Until then, Flinders was kind enough to take behind-the-scenes photos for Hawaii Bulletin.
As for those field measurements, Flinders notes that the first order of business will be to re-establish a gravity calibration line on Hawaii Island.
“Starting in the late 1960s USGS scientists began to establish a series of ‘benchmarks’ at precisely known and repeatable locations, where they could measure gravity on a reoccurring basis,” he explains. “You've probably walked right past one of these small benchmarks and not even noticed it — they are hard to spot unless you're looking for them.”
These “Gravity Stations” or “Gravity Control” benchmarks are similar to other government survey benchmarks — popular landmarks for hikers and geocachers. The oldest ones, installed in the 1960s and 1970s along Mauna Kea Access Road, are aluminum hexagons that are four inches in diameter and installed flush with rock or concrete surfaces like building foundations, drainage culverts, and lava outcroppings.
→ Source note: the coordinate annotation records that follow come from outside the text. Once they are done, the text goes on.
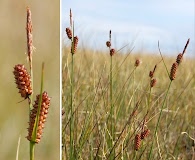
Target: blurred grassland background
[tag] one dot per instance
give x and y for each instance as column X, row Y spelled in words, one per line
column 91, row 79
column 13, row 115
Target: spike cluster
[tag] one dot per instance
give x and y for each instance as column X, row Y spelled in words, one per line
column 23, row 80
column 173, row 71
column 42, row 117
column 69, row 33
column 137, row 142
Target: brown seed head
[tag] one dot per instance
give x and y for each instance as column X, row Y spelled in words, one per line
column 153, row 82
column 137, row 62
column 23, row 80
column 112, row 52
column 179, row 58
column 108, row 44
column 145, row 133
column 137, row 142
column 173, row 71
column 69, row 33
column 42, row 116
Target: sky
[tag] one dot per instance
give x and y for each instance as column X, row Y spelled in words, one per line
column 134, row 23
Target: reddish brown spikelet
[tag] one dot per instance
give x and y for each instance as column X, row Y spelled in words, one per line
column 29, row 35
column 23, row 80
column 137, row 62
column 145, row 133
column 108, row 44
column 179, row 58
column 137, row 142
column 112, row 52
column 173, row 71
column 153, row 82
column 42, row 116
column 69, row 33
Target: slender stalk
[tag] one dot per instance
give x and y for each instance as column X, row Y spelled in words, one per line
column 32, row 150
column 158, row 122
column 71, row 112
column 112, row 117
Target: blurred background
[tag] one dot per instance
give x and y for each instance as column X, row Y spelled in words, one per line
column 137, row 23
column 14, row 115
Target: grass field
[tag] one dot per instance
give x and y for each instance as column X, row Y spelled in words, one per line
column 14, row 115
column 136, row 106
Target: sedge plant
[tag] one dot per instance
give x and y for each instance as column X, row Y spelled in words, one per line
column 39, row 109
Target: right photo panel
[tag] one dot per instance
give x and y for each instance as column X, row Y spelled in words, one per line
column 128, row 80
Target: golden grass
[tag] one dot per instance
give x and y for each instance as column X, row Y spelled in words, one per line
column 13, row 115
column 130, row 85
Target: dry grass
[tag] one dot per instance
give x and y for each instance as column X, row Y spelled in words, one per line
column 130, row 86
column 13, row 115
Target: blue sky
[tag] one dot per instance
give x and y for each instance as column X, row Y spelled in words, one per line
column 133, row 22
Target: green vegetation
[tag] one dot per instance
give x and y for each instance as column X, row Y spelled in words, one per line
column 136, row 106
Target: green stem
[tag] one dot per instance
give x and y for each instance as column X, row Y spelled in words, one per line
column 71, row 113
column 158, row 122
column 112, row 118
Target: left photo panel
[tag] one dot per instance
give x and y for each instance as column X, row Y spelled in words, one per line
column 30, row 80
“We do need to make sure that we return the exact same spot every time, which is why we use the benchmarks,” Flinders explains.
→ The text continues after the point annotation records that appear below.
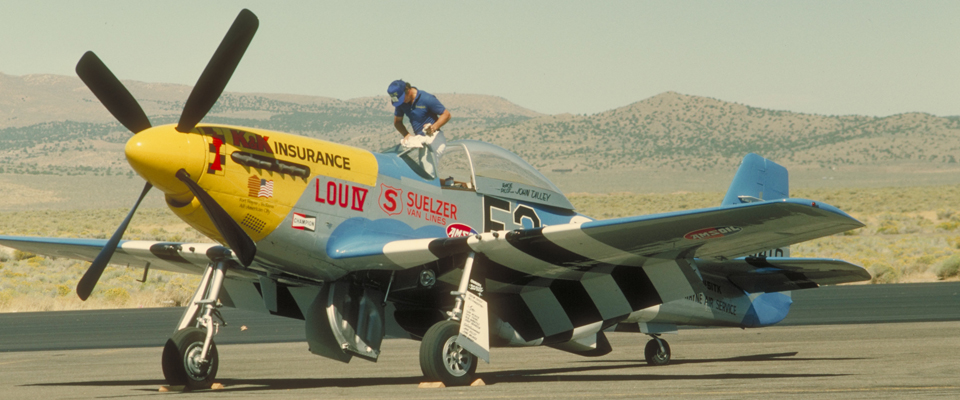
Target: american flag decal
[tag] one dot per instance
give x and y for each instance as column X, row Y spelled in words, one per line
column 260, row 187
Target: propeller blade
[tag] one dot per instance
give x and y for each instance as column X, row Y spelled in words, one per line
column 118, row 100
column 236, row 238
column 219, row 70
column 90, row 278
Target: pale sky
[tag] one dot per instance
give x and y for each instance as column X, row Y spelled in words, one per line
column 873, row 58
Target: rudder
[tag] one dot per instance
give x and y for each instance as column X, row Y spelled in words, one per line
column 757, row 179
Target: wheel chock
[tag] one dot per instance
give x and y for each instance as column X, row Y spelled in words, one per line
column 434, row 385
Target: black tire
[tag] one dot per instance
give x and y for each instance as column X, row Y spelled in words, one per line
column 180, row 366
column 443, row 360
column 654, row 355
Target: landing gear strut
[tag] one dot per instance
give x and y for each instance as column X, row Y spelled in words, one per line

Why do scientists need a gravity calibration line? Although the measurements from gravimeters atop active volcanoes are important, scientists also need to compare those measurements against measurements far away from volcanic activity.
“Since these benchmarks were far away from the active volcanic processes of Mauna Loa and Kilauea, any changes seen at these benchmarks during repeated measurements were due to changes in the way the instrument, the gravimeter, was functioning,” Flinders says.
He compared the shift to the periodic need to align the suspension of a car, which might otherwise “drift” to the left or right over time.
“For example, scientists might notice that the gravity measured at a site near Wilder Road in Hilo was gradually and predictably increasing through the years, even though we know that the area is gravitationally stable and not affected by volcanic forces,” he elaborated. “This meant the gravimeters were slowly, but steadily, drifting, and changes measured at these locations allowed USGS scientists to calibrate the instruments.”
The original gravity calibration line was maintained through the late 1990s, but over time, several benchmarks have been lost due to construction, and others are now too close to road traffic or other activity to safely set up instruments for the eight-hour calibration session. The next closest set of benchmarks are over 2,000 miles away.
“For the past fifteen years, we have been flying our campaign gravimeters to the next closest gravity calibration line on Mount Hamilton, in Santa Clara County, California,” Flanders says. “While the calibration line in California has served HVO scientists well, it is not very practical for our monitoring needs, does not cover a wide enough range in gravity to be very useful for calibrating monitoring measurements made on Mauna Loa, and past air travel and shipping of our monitoring gravimeters has led to costly damage.”
To return to homegrown calibration, HVO hopes to install up to a handful of new benchmarks across Hawaii Island in the next few years.
“We can make measurements pretty much anywhere as long as they are close to a road,” he says. “The Absolute Quantum Gravimeter is 200 pounds, and so we're looking at existing benchmarks that are easily accessible.”
The new instrument will allow scientists to “measure the precise value of gravity at those older benchmarks and potential new ones, to re-establish this calibration line and ensure our annual campaign gravity surveys of Kilauea and Mauna Loa are providing the best data possible for volcano monitoring,” Flinders says.
He notes that he and his colleagues will be talking to land managers in the next year to get permission to set up and make measurements.
“We recognize and appreciate that places we work are sacred to many in the Hawaiian community, and our goal is to work with those communities to accomplish our mission while remaining respectful,” he says.